In an article on Real Clear Politics, Thomas Sowell wrote: ‘No one in his right mind would say that the Bush administration was flawless. But many of their worst political mistakes were the kinds of mistakes that decent people often make when dealing with indecent people, both domestically and internationally.’

The same could be said of Keith Windschuttle and the recent hoax of Quadrant magazine. Quadrant is an Australian magazine of politics, literature, history, art, etc – virtually anything that might be of interest to people who think. It has minimal staff resources. It is not a specialist journal.

The Jan/Feb edition of Quadrant contains an article by one ‘Sharon Gould’ entitled Scare Campaigns and Science Reporting. It is well written.
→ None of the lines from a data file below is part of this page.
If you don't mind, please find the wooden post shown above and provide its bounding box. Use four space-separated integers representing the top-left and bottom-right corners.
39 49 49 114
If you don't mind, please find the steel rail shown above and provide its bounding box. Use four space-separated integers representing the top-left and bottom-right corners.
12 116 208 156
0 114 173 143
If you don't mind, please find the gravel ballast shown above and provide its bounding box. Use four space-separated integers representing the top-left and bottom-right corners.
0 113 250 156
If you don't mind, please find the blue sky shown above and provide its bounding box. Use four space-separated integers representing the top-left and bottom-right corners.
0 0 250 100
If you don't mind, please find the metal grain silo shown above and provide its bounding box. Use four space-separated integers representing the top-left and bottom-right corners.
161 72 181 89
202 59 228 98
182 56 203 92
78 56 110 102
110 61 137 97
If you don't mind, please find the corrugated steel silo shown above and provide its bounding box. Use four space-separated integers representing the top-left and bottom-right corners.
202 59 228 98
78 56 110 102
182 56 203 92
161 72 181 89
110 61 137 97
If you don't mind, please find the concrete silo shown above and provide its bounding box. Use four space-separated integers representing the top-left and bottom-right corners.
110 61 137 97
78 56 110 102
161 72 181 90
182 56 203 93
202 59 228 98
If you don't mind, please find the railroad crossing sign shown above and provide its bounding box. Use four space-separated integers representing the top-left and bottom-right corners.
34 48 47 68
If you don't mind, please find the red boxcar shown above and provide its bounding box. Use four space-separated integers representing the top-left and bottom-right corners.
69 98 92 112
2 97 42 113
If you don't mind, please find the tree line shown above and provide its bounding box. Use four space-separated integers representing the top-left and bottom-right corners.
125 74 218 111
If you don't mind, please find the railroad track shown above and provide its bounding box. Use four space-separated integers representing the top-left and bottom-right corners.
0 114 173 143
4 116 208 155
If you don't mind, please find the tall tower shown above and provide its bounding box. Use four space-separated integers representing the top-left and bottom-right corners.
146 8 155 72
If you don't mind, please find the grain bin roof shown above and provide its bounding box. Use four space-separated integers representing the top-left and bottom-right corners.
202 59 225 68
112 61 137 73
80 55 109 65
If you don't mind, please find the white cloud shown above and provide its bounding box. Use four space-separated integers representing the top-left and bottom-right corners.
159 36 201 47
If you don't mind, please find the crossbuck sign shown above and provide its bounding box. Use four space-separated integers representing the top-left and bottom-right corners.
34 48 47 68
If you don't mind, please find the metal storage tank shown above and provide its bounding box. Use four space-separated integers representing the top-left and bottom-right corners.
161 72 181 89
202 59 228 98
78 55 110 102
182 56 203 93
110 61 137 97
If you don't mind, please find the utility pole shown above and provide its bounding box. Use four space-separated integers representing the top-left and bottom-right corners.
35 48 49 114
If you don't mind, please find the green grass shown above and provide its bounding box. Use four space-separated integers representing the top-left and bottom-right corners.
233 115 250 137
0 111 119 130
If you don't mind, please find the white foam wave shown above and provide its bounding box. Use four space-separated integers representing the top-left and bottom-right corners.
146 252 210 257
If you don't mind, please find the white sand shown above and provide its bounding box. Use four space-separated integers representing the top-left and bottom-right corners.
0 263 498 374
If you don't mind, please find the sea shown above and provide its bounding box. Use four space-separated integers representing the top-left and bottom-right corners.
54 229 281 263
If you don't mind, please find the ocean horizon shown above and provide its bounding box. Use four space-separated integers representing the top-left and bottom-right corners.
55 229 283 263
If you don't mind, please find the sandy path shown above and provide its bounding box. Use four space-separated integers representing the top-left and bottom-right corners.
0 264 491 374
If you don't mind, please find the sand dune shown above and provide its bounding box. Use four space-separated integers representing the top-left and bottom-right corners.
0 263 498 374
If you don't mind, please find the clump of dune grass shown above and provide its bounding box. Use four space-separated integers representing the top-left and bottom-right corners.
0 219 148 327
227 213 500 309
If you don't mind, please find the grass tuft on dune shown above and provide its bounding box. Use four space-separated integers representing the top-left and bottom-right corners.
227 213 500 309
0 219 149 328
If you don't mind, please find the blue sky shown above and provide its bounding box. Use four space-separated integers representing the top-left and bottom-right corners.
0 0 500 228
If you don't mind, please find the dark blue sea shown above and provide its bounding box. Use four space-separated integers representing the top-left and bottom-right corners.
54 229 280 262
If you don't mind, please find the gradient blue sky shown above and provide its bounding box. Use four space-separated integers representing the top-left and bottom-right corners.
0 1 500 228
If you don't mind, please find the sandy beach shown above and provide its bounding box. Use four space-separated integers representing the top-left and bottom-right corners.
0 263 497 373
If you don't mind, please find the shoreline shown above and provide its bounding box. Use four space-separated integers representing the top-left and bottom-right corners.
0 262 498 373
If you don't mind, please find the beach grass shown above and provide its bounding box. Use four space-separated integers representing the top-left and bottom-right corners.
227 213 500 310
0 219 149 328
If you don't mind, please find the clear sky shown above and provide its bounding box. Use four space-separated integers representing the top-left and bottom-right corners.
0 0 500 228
It contains some rather odd views about the potential use of human DNA in genetically engineered crops, but one of the things that makes Quadrant a great magazine is that it has never been run as the editor’s personal newsletter. Views that diverge from the mainstream can get a hearing if they are well written, and carefully, interestingly and logically argued.

So when someone writes such an article, and then jumps up triumphantly and says ‘ Ha ha, I didn’t really mean it. And Sharon Gould is not my real name. And what’s more, I faked some of the footnotes,’  it is hard to respond in any other way than to say ‘So?’ or perhaps, ‘OK, you are a liar who writes well. How disappointing for your friends.’

As Keith Windschuttle has pointed out, in the case of a non-specialist, non peer reviewed magazine, there is a point beyond which editors have to trust their writers. Accepting the article was a mistake. It was the kind of mistake easily made by a decent person used to dealing with decent people.